Rating: T
Naruto (c) Masashi Kishimoto; tidak mengambil keuntungan material dari ini.
.
Notes: AU. Abstrak.
.
.
.
.
Itachi, kakaknya, pernah bilang kalau dunia ini adalah sebuah tempat yang terbuat dari kumpulan fragmen mimpi.
Ia, yang ketika itu masih menganggap kalau buku adalah sebuah benda antik dan ia bisa bermain shogi bersama kakak hingga tangannya keram, memicingkan mata dengan heran.
"Fragmen artinya apa?"
Si kakak tersenyum, matanya yang dihiasi oleh bulu mata lentik mengerjap sebentar. "Kepingan, Sasuke."
Setelah itu, si kakak menyarankannya untuk membaca buku lebih banyak.
Sosok Itachi baginya tampak seperti sekelumit entitas yang terbentuk dari cahaya. Rambutnya yang selalu diikat dengan sobekan kain merah bekas lap, senyumnya yang samar-samar, dan mata sayunya yang selalu menatap lurus seakan tengah menembus sesuatu. Atau seakan ia bisa membaca apapun yang ada di dunia ini.
"Aku ingin untuk selalu berada di sisimu," begitu kata si kakak padanya suatu hari. Nada suara kakak aneh, seperti tengah membaca kalimat dari sebuah naskah drama. Ia tercekat.
Ketika ia bertanya pada si kakak perihal apa maksudnya berkata begitu?, si kakak hanya tersenyum, dan kembali menyusun bunga-bunga di dalam kotak.
"Mengapa kau berkata begitu?" tanyanya sekali lagi, namun si kakak malah menyerahkan setangkai aster kepadaku.
"Simpanlah.
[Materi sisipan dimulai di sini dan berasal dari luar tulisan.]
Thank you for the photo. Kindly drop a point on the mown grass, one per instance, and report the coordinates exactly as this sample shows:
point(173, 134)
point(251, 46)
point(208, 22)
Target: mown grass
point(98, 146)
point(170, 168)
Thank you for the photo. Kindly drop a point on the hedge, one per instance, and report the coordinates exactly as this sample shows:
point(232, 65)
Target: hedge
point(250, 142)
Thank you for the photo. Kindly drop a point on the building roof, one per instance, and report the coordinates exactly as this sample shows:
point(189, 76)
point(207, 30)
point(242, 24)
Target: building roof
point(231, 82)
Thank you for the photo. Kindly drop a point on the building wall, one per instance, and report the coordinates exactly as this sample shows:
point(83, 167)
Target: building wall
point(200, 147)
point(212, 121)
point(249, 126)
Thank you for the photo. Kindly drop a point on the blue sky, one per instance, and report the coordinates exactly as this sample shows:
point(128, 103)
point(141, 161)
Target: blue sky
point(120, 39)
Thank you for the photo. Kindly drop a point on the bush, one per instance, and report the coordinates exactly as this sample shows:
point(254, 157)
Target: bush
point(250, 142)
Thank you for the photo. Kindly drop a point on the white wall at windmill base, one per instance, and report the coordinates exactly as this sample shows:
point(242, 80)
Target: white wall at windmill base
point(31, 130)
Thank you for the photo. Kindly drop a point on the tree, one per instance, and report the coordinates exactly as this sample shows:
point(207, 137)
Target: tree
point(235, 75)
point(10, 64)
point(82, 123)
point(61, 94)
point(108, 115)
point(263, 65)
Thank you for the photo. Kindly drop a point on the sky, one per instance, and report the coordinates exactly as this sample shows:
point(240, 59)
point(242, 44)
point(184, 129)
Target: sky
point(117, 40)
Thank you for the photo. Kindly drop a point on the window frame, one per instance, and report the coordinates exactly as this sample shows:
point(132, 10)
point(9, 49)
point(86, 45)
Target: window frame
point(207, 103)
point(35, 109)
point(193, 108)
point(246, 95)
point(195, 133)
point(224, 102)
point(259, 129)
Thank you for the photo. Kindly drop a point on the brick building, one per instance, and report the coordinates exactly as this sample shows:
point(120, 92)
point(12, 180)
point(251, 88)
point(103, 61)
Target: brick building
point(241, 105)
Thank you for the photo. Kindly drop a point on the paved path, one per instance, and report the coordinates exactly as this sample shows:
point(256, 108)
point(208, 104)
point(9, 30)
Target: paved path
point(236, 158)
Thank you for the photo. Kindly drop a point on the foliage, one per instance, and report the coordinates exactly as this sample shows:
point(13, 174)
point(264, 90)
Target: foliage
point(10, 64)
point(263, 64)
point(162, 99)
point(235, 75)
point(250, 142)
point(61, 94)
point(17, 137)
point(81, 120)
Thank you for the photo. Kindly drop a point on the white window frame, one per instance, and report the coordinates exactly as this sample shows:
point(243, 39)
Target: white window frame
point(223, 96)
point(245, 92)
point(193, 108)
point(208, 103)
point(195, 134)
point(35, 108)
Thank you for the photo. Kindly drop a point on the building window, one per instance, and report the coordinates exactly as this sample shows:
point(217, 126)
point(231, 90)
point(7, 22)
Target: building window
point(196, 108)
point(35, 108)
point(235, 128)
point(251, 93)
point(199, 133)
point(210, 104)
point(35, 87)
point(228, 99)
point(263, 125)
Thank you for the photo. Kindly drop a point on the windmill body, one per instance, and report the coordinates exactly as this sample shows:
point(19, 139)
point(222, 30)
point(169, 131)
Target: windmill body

Sebagai kenang-kenangan," kata Itachi datar, senyumnya tampak rapuh. "Reminisensi."
Ia mengangkat alis. "Apa artinya?"
Si kakak memasukkan beberapa tangkai lagi ke dalam kotak, dan mengacak rambutnya perlahan. Kakak tertawa kecil.
"Kau harus membaca lebih banyak lagi," Itachi memberitahunya, ekspresinya tercenung. "Supaya kau mengetahui lebih banyak."
Ia mengangguk; dan Itachi pun berlalu, kotak berisi bunga segar diangkatnya dengan hati-hati. Langkahnya tanpa suara.
Malamnya, ketika ia hendak membereskan meja makan, ia melihat Itachi yang sedang duduk di samping jeriken minuman; sebilah pisau tergenggam di tangan.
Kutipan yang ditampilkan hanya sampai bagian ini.